"Ditta recupero salme", dico al pompiere che apre la porta.
Entriamo, e ci lasciamo guidare in cucina. Il cadavere penzola dal lampadario, oscillando
in modo impercettibile. I pompieri partono con la solfa dei dati personali della salma:
nome, cognome, data di nascita. Quello che ha aperto la porta dice "era solo al
mondo, non aveva parenti" e mi fissa. Si aspetta che io dica "meno male". E
poi lo dico: "meno male", così lui può annuire rasserenato.
Come sempre, il capo si siede a leggere la gazzetta, mentre a me e Pato tocca il lavoro
sporco. Ci mettiamo d'accordo: io sollevo il corpo; lui slega la cintura.
Do un'occhiata al suicida. Ha la pancia gonfia e tonda, come se avesse ingoiato un pallone
da basket. La faccia è rossa, scura; la bocca socchiusa. Lo abbraccio frontalmente e,
facendo leva sul suo sedere, lo sollevo. Succede una cosa, però. Sento il pallone da
basket sgonfiarsi contro il mio petto, e contemporaneamente un fiotto d'aria fetida esce
dalla bocca del cadavere, investendomi.
"Cazzo hai mangiato?" penso. Ma non lo dico, perché nello stesso istante gli
occhi della salma si aprono. Urlo "MA CHE CAZZO!", e lo lascio andare di colpo.
La cintura, che Pato non ha fatto in tempo a slegare, si tende nuovamente così che il
corpo, ricadendo, scarichi tutto il peso sul collo. Gli occhi del tizio mostrano il
bianco, mentre una noce viene schiacciata in qualche punto vicino la sua nuca. Delle
briciole di intonaco mi piovono sui capelli.

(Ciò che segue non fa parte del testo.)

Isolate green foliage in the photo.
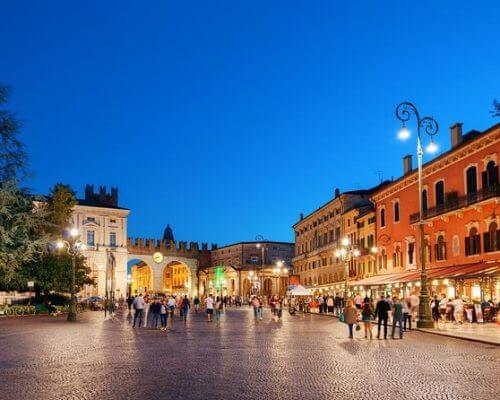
[0,182,49,287]
[20,253,93,293]
[0,84,26,182]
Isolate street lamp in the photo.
[273,261,288,296]
[396,102,439,328]
[335,236,360,305]
[56,228,86,321]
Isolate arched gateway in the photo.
[127,238,210,296]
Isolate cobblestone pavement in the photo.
[0,308,500,400]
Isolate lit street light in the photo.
[335,237,360,305]
[56,228,86,321]
[396,102,439,328]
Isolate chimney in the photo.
[403,154,413,175]
[450,122,463,149]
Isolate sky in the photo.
[0,0,500,245]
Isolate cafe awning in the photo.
[349,262,500,286]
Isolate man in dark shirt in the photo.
[375,296,391,339]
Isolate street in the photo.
[0,307,500,400]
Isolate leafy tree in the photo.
[0,84,26,182]
[0,181,49,287]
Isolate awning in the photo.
[349,262,500,286]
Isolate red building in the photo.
[356,124,500,301]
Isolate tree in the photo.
[491,99,500,117]
[0,84,26,182]
[0,181,50,287]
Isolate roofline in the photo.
[371,123,500,197]
[211,240,295,251]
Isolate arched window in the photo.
[465,227,481,256]
[422,189,427,212]
[434,181,444,207]
[435,235,446,261]
[481,160,498,189]
[465,166,477,196]
[483,222,500,253]
[380,208,385,227]
[394,201,399,222]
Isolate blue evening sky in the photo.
[0,0,500,245]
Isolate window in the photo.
[481,161,498,189]
[394,201,399,222]
[422,189,427,212]
[435,181,444,208]
[434,235,446,261]
[87,231,95,246]
[483,222,500,253]
[109,232,116,247]
[465,166,477,196]
[465,227,481,256]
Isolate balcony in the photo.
[410,185,500,224]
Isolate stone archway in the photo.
[128,259,154,296]
[262,278,273,296]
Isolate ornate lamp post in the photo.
[396,102,439,328]
[335,237,360,305]
[56,228,85,321]
[273,261,288,296]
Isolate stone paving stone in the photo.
[0,308,500,400]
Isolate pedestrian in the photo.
[250,296,260,319]
[127,296,134,314]
[193,296,200,314]
[410,292,420,322]
[431,295,439,323]
[402,298,412,332]
[391,296,403,339]
[149,299,161,329]
[361,301,373,340]
[453,296,464,324]
[205,294,214,322]
[167,296,175,324]
[160,300,167,331]
[326,296,334,313]
[274,298,283,321]
[215,296,224,323]
[375,295,391,339]
[132,293,144,328]
[344,300,358,339]
[182,295,191,322]
[354,293,363,310]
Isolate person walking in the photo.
[375,295,391,339]
[391,296,403,339]
[132,293,144,328]
[326,295,334,314]
[127,296,134,314]
[205,294,214,322]
[402,298,411,332]
[344,300,358,339]
[361,301,373,340]
[160,300,167,331]
[182,295,191,322]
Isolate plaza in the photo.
[0,307,500,400]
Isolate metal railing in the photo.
[410,185,500,224]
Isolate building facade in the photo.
[199,240,294,296]
[70,185,130,298]
[293,189,380,293]
[360,124,500,301]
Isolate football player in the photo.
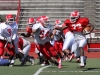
[0,14,22,67]
[32,16,62,68]
[64,10,94,67]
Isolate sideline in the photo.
[34,65,51,75]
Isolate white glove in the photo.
[7,37,12,42]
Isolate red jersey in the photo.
[64,18,89,32]
[26,26,32,34]
[18,37,23,50]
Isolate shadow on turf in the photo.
[83,68,100,71]
[14,65,31,67]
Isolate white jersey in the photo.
[54,30,62,41]
[0,22,18,40]
[32,23,52,44]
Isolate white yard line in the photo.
[34,65,51,75]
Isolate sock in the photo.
[80,56,84,64]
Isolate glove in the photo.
[21,33,31,37]
[6,37,12,42]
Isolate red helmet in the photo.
[36,17,41,23]
[6,14,14,25]
[41,16,50,21]
[70,10,80,23]
[55,20,62,25]
[27,18,35,27]
[41,16,50,27]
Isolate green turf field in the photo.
[0,58,100,75]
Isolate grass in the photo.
[0,58,100,75]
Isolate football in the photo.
[83,26,91,34]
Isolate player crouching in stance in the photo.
[65,10,94,67]
[4,37,34,66]
[32,16,62,68]
[0,14,21,67]
[18,37,34,66]
[52,20,64,59]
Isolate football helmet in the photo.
[55,20,62,25]
[41,16,50,27]
[6,14,15,25]
[27,18,35,27]
[36,17,41,23]
[70,10,80,23]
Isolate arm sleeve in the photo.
[12,25,18,40]
[26,27,32,34]
[32,24,40,30]
[84,18,89,26]
[0,27,5,40]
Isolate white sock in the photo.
[80,56,84,64]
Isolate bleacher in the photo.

"Che cavolo combini?", dice Pato.
Il capo abbassa la gazzetta e mi guarda da sopra le lenti. "Tutto a posto?"
chiede.
Dico "sì, sì, tutto a posto".
"Ok, riproviamo", dice Pato.
Riabbraccio la salma e la sollevo. Dico "Oo-hissa" come un bravo boy scout:
questa volta non ci saranno sorprese.